On the morning of March 8, 1990, Prouse served as a captain aboard Northwest Flight 650, carrying 58 passengers from Fargo, to Minneapolis-Saint Paul on a Boeing 727. Although the flight terminated without incident, the blood alcohol content of the pilots was measured two hours after landing, and exceeded the level permitted by the Federal Aviation Regulations. The three pilots had been drinking together at the Speak Easy restaurant the previous evening. Despite receiving an anonymous telephone tip, the FAA failed to intervene, and allowed the pilots to take off. All three pilots were later arrested, including 51 year old Prouse, 36 year old first officer Robert Kirchner, and 35 year old flight engineer Joseph Balzer.

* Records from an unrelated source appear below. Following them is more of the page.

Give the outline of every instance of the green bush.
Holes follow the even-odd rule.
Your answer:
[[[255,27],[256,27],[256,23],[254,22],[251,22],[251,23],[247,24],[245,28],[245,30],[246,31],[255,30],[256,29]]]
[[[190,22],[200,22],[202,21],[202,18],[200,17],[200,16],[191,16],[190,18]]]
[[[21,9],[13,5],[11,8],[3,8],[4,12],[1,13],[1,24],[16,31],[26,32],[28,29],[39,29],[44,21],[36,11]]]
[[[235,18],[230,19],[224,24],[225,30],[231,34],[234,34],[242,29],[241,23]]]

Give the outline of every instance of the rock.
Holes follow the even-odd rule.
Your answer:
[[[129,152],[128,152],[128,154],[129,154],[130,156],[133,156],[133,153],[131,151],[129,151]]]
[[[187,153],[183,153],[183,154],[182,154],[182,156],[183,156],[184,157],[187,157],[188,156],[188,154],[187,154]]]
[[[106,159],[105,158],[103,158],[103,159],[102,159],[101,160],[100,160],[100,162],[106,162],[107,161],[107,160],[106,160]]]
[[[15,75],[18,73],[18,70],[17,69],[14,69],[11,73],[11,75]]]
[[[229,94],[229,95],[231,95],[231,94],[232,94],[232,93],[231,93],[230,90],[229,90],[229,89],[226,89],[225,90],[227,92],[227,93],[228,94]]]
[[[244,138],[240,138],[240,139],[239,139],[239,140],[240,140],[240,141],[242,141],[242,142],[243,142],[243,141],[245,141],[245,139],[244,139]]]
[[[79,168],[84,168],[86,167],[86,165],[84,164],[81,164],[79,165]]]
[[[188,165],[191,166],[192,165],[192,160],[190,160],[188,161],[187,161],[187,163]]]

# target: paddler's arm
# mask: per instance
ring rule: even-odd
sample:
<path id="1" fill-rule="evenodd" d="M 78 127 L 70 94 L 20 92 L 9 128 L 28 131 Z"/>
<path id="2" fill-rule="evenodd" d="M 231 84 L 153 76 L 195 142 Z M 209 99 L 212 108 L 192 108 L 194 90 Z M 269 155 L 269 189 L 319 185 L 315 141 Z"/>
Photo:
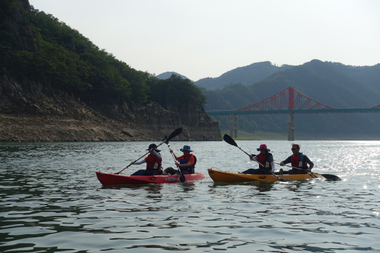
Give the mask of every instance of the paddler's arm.
<path id="1" fill-rule="evenodd" d="M 174 153 L 173 150 L 170 150 L 170 153 L 171 153 L 172 154 L 173 154 L 173 155 L 174 155 L 175 160 L 178 160 L 178 159 L 177 158 L 177 155 L 175 155 L 175 154 Z"/>
<path id="2" fill-rule="evenodd" d="M 258 157 L 257 155 L 248 155 L 249 156 L 249 160 L 251 160 L 251 161 L 253 161 L 253 159 L 255 160 L 256 161 L 258 160 Z"/>
<path id="3" fill-rule="evenodd" d="M 274 173 L 274 162 L 270 162 L 270 166 L 272 166 L 272 170 L 270 171 L 272 174 Z"/>
<path id="4" fill-rule="evenodd" d="M 311 169 L 314 167 L 314 163 L 312 161 L 310 161 L 309 157 L 308 157 L 306 155 L 304 155 L 303 160 L 304 160 L 305 162 L 306 162 L 307 164 L 308 164 L 310 165 L 308 169 L 310 169 L 310 171 L 311 171 Z"/>
<path id="5" fill-rule="evenodd" d="M 189 167 L 190 166 L 191 166 L 192 164 L 194 164 L 194 157 L 191 157 L 189 159 L 189 162 L 188 163 L 186 163 L 186 164 L 179 164 L 179 163 L 178 162 L 177 162 L 175 163 L 175 165 L 177 166 L 179 166 L 179 167 Z"/>
<path id="6" fill-rule="evenodd" d="M 284 161 L 281 162 L 280 166 L 284 166 L 284 164 L 289 164 L 291 162 L 291 155 L 288 158 L 286 158 L 286 160 L 284 160 Z"/>
<path id="7" fill-rule="evenodd" d="M 131 162 L 131 164 L 134 164 L 134 165 L 139 165 L 139 164 L 142 164 L 144 162 L 146 162 L 146 161 L 145 161 L 144 160 L 141 160 L 140 162 Z"/>
<path id="8" fill-rule="evenodd" d="M 159 159 L 163 159 L 163 157 L 161 157 L 161 155 L 160 155 L 160 154 L 156 152 L 156 150 L 153 150 L 153 154 L 156 155 L 156 157 L 158 157 Z"/>

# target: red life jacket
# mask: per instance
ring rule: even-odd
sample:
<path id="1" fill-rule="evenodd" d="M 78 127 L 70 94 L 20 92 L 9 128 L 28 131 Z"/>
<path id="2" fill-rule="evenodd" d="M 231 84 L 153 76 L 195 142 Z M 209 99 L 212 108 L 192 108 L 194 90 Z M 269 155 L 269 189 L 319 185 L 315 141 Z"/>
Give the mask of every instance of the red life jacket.
<path id="1" fill-rule="evenodd" d="M 264 165 L 261 166 L 261 164 L 259 164 L 259 169 L 265 169 L 265 168 L 267 168 L 269 170 L 272 170 L 272 164 L 270 164 L 270 162 L 268 162 L 267 159 L 267 155 L 272 156 L 272 154 L 268 153 L 267 154 L 264 155 L 261 155 L 261 153 L 256 155 L 256 156 L 258 157 L 258 162 L 260 162 L 261 164 Z"/>
<path id="2" fill-rule="evenodd" d="M 194 163 L 191 165 L 190 165 L 188 167 L 179 167 L 179 169 L 181 171 L 186 171 L 189 172 L 189 174 L 191 174 L 192 169 L 195 166 L 196 162 L 196 157 L 193 154 L 189 154 L 188 156 L 185 157 L 184 155 L 181 155 L 179 157 L 177 157 L 179 162 L 179 164 L 185 164 L 189 162 L 189 160 L 191 157 L 194 157 Z"/>
<path id="3" fill-rule="evenodd" d="M 161 169 L 163 160 L 158 158 L 156 155 L 148 155 L 144 160 L 146 162 L 146 170 L 158 171 Z"/>
<path id="4" fill-rule="evenodd" d="M 303 169 L 308 169 L 308 164 L 306 164 L 306 162 L 303 162 L 303 159 L 301 159 L 301 155 L 302 153 L 299 153 L 296 155 L 291 155 L 291 167 L 293 167 L 296 168 Z"/>

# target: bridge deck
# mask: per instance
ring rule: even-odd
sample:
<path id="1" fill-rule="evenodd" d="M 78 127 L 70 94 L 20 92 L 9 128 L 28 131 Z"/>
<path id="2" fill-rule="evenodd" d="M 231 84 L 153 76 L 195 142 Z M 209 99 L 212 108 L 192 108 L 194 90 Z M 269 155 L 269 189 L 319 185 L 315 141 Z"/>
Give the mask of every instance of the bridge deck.
<path id="1" fill-rule="evenodd" d="M 209 115 L 221 114 L 279 114 L 279 113 L 365 113 L 380 112 L 380 108 L 351 108 L 351 109 L 311 109 L 311 110 L 267 110 L 241 111 L 206 111 Z"/>

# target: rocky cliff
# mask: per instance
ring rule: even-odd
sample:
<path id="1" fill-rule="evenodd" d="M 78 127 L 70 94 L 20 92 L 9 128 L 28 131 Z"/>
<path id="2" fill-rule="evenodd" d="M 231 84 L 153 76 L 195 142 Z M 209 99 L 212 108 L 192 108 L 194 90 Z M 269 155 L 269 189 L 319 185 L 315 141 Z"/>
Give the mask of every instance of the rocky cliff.
<path id="1" fill-rule="evenodd" d="M 157 103 L 98 107 L 46 84 L 0 77 L 0 141 L 220 141 L 219 124 L 203 108 L 177 112 Z"/>
<path id="2" fill-rule="evenodd" d="M 39 50 L 23 8 L 9 8 L 6 19 L 20 50 Z M 186 110 L 165 110 L 115 99 L 107 105 L 84 103 L 54 84 L 14 77 L 0 70 L 0 141 L 158 141 L 182 127 L 178 141 L 220 141 L 217 122 L 196 103 Z"/>

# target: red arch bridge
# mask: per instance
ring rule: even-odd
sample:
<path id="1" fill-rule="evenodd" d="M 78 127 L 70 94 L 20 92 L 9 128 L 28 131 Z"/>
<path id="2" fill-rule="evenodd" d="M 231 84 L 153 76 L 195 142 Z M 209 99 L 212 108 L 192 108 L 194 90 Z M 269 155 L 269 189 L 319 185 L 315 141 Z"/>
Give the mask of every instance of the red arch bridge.
<path id="1" fill-rule="evenodd" d="M 207 111 L 208 115 L 230 115 L 231 136 L 237 137 L 239 114 L 288 114 L 288 141 L 294 141 L 296 113 L 380 112 L 380 105 L 372 108 L 334 109 L 303 95 L 293 87 L 254 105 L 234 111 Z"/>

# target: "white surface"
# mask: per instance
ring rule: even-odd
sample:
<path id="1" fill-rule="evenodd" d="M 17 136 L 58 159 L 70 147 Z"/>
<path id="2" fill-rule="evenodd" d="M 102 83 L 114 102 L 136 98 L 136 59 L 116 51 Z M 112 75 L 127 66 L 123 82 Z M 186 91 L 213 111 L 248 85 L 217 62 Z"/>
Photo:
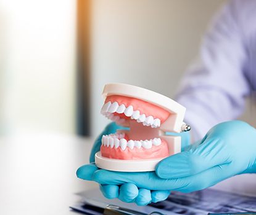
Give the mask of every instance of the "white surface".
<path id="1" fill-rule="evenodd" d="M 173 98 L 207 24 L 225 0 L 94 0 L 91 118 L 96 136 L 106 83 L 139 86 Z M 189 107 L 186 107 L 188 108 Z"/>
<path id="2" fill-rule="evenodd" d="M 74 194 L 97 187 L 76 178 L 92 141 L 69 136 L 0 138 L 0 214 L 75 214 Z"/>
<path id="3" fill-rule="evenodd" d="M 154 171 L 157 164 L 162 159 L 112 159 L 101 156 L 101 152 L 97 152 L 95 155 L 95 163 L 97 167 L 108 170 L 125 172 Z"/>

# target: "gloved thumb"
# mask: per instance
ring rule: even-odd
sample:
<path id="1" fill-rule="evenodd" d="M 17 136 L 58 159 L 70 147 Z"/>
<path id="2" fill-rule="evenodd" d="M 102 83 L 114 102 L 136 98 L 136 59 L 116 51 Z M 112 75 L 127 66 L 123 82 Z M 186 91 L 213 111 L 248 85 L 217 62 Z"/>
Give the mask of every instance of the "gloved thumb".
<path id="1" fill-rule="evenodd" d="M 226 156 L 220 153 L 223 144 L 218 139 L 204 139 L 185 152 L 170 156 L 157 165 L 155 173 L 163 179 L 173 179 L 199 173 L 223 164 Z"/>

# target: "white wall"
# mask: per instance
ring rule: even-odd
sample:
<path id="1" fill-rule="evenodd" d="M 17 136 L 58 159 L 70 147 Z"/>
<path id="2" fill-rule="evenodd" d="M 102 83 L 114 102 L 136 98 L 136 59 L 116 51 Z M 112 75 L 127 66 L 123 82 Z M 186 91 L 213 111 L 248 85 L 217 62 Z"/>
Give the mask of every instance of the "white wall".
<path id="1" fill-rule="evenodd" d="M 76 1 L 0 0 L 0 17 L 2 127 L 73 133 Z"/>
<path id="2" fill-rule="evenodd" d="M 94 0 L 93 135 L 108 120 L 101 93 L 123 82 L 171 97 L 196 55 L 207 24 L 225 0 Z"/>

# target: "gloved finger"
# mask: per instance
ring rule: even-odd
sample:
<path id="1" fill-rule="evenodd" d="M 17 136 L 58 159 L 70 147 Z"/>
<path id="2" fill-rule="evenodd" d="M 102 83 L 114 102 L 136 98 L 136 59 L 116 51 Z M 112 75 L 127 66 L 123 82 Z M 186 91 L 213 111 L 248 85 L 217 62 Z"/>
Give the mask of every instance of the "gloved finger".
<path id="1" fill-rule="evenodd" d="M 165 200 L 170 194 L 170 190 L 153 190 L 151 191 L 152 202 L 157 203 Z"/>
<path id="2" fill-rule="evenodd" d="M 138 194 L 139 190 L 135 184 L 126 183 L 120 187 L 118 198 L 127 203 L 134 202 Z"/>
<path id="3" fill-rule="evenodd" d="M 233 170 L 227 165 L 216 166 L 191 176 L 163 179 L 155 172 L 123 173 L 105 170 L 97 170 L 93 180 L 100 184 L 120 185 L 133 183 L 138 187 L 152 190 L 178 190 L 184 192 L 200 190 L 232 176 Z"/>
<path id="4" fill-rule="evenodd" d="M 125 173 L 99 170 L 93 173 L 92 179 L 99 184 L 121 185 L 133 183 L 139 188 L 148 190 L 172 190 L 186 184 L 184 181 L 166 180 L 160 178 L 154 171 Z"/>
<path id="5" fill-rule="evenodd" d="M 218 139 L 206 139 L 205 142 L 186 152 L 161 160 L 155 168 L 157 176 L 174 179 L 196 174 L 227 162 L 227 155 L 221 153 L 225 146 Z M 225 150 L 226 151 L 226 150 Z"/>
<path id="6" fill-rule="evenodd" d="M 109 199 L 118 198 L 119 196 L 119 186 L 117 185 L 101 185 L 99 189 L 103 195 Z"/>
<path id="7" fill-rule="evenodd" d="M 117 131 L 118 129 L 128 130 L 129 128 L 125 128 L 120 125 L 117 125 L 115 122 L 112 122 L 107 125 L 107 127 L 105 128 L 104 130 L 98 136 L 98 137 L 96 138 L 95 141 L 95 143 L 91 150 L 91 154 L 89 157 L 90 163 L 94 162 L 95 161 L 95 154 L 99 151 L 101 146 L 101 138 L 102 136 L 114 133 Z"/>
<path id="8" fill-rule="evenodd" d="M 92 181 L 93 174 L 99 168 L 95 164 L 90 163 L 80 166 L 76 170 L 76 176 L 81 179 Z"/>
<path id="9" fill-rule="evenodd" d="M 139 194 L 136 198 L 135 203 L 139 206 L 147 205 L 151 203 L 151 190 L 141 188 L 139 189 Z"/>

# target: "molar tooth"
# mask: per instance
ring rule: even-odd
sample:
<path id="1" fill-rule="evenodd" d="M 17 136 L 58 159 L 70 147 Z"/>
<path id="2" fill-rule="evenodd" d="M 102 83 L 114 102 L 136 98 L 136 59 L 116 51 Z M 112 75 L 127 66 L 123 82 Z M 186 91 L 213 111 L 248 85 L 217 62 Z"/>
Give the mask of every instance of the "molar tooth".
<path id="1" fill-rule="evenodd" d="M 126 117 L 130 117 L 133 113 L 133 107 L 130 105 L 125 111 L 125 115 Z"/>
<path id="2" fill-rule="evenodd" d="M 132 139 L 130 139 L 130 141 L 128 141 L 127 142 L 127 147 L 128 147 L 131 149 L 133 149 L 134 147 L 134 141 L 133 141 Z"/>
<path id="3" fill-rule="evenodd" d="M 154 118 L 152 115 L 149 115 L 147 118 L 146 118 L 145 122 L 149 125 L 153 124 L 154 123 Z"/>
<path id="4" fill-rule="evenodd" d="M 144 148 L 149 149 L 151 149 L 152 147 L 152 141 L 149 141 L 147 139 L 144 140 L 142 143 L 142 146 Z"/>
<path id="5" fill-rule="evenodd" d="M 122 138 L 119 141 L 119 144 L 120 144 L 121 149 L 123 150 L 125 150 L 127 147 L 127 141 L 125 139 Z"/>
<path id="6" fill-rule="evenodd" d="M 141 142 L 138 140 L 134 141 L 134 146 L 138 149 L 141 148 Z"/>
<path id="7" fill-rule="evenodd" d="M 131 119 L 137 120 L 139 117 L 139 111 L 133 111 L 133 115 L 131 117 Z"/>
<path id="8" fill-rule="evenodd" d="M 119 139 L 118 138 L 114 138 L 114 143 L 115 148 L 117 149 L 119 147 Z"/>
<path id="9" fill-rule="evenodd" d="M 159 119 L 157 118 L 154 120 L 153 125 L 154 125 L 155 128 L 159 127 L 161 125 L 161 122 Z"/>
<path id="10" fill-rule="evenodd" d="M 110 113 L 114 113 L 117 111 L 117 108 L 119 107 L 119 104 L 117 101 L 115 101 L 111 106 L 109 107 L 108 112 Z"/>
<path id="11" fill-rule="evenodd" d="M 152 142 L 153 143 L 153 145 L 157 146 L 161 144 L 162 141 L 160 138 L 155 138 L 152 139 Z"/>
<path id="12" fill-rule="evenodd" d="M 111 148 L 114 147 L 114 138 L 109 138 L 109 145 L 110 146 Z"/>
<path id="13" fill-rule="evenodd" d="M 101 108 L 101 113 L 102 114 L 103 114 L 104 113 L 107 112 L 107 111 L 109 110 L 109 108 L 110 106 L 110 105 L 111 105 L 111 102 L 110 101 L 109 101 L 107 103 L 105 103 L 103 105 L 102 108 Z"/>
<path id="14" fill-rule="evenodd" d="M 143 122 L 144 121 L 145 121 L 146 119 L 146 115 L 144 114 L 141 114 L 139 119 L 137 120 L 138 122 Z"/>
<path id="15" fill-rule="evenodd" d="M 126 108 L 126 107 L 125 107 L 125 104 L 122 104 L 118 108 L 117 108 L 117 112 L 118 114 L 123 114 Z"/>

In a court hearing that followed, Captain Prouse received a 16-month prison sentence, and the other two pilots each received 12 month sentences. The FAA also revoked the licenses of the pilots.

==Aftermath==
Prouse entered an alcohol rehabilitation program immediately after his arrest, and reformed during his 16-month prison sentence, volunteering to help others dealing with addiction.

Despite being stripped of all of his pilot certifications, Prouse was determined to return to flying. He got re-certificated as a pilot, starting at the bottom, with a Private Pilot license, and with the support of his loyal friends and fellow pilots, he was eventually able to return to work for Northwest Airlines.

Prouse' autobiographical story titled "Grounded: Alcohol clipped this pilot’s wings until sobriety and
hard work brought him back to the sky" was added to the "Big Book" of Alcoholics Anonymous in the personal stories section sub-heading "They Lost Nearly All" which features stories of those suffering the most dire consequences of the disease of Alcoholism.

==Later life==
Prouse retired from Northwest Airlines in September 1998. He later received a presidential pardon from U.S. President Bill Clinton in 2001.

In 2011 he published an autobiography and account of his time with Northwest entitled Final Approach: Northwest Airlines Flight 650, Tragedy and Triumph.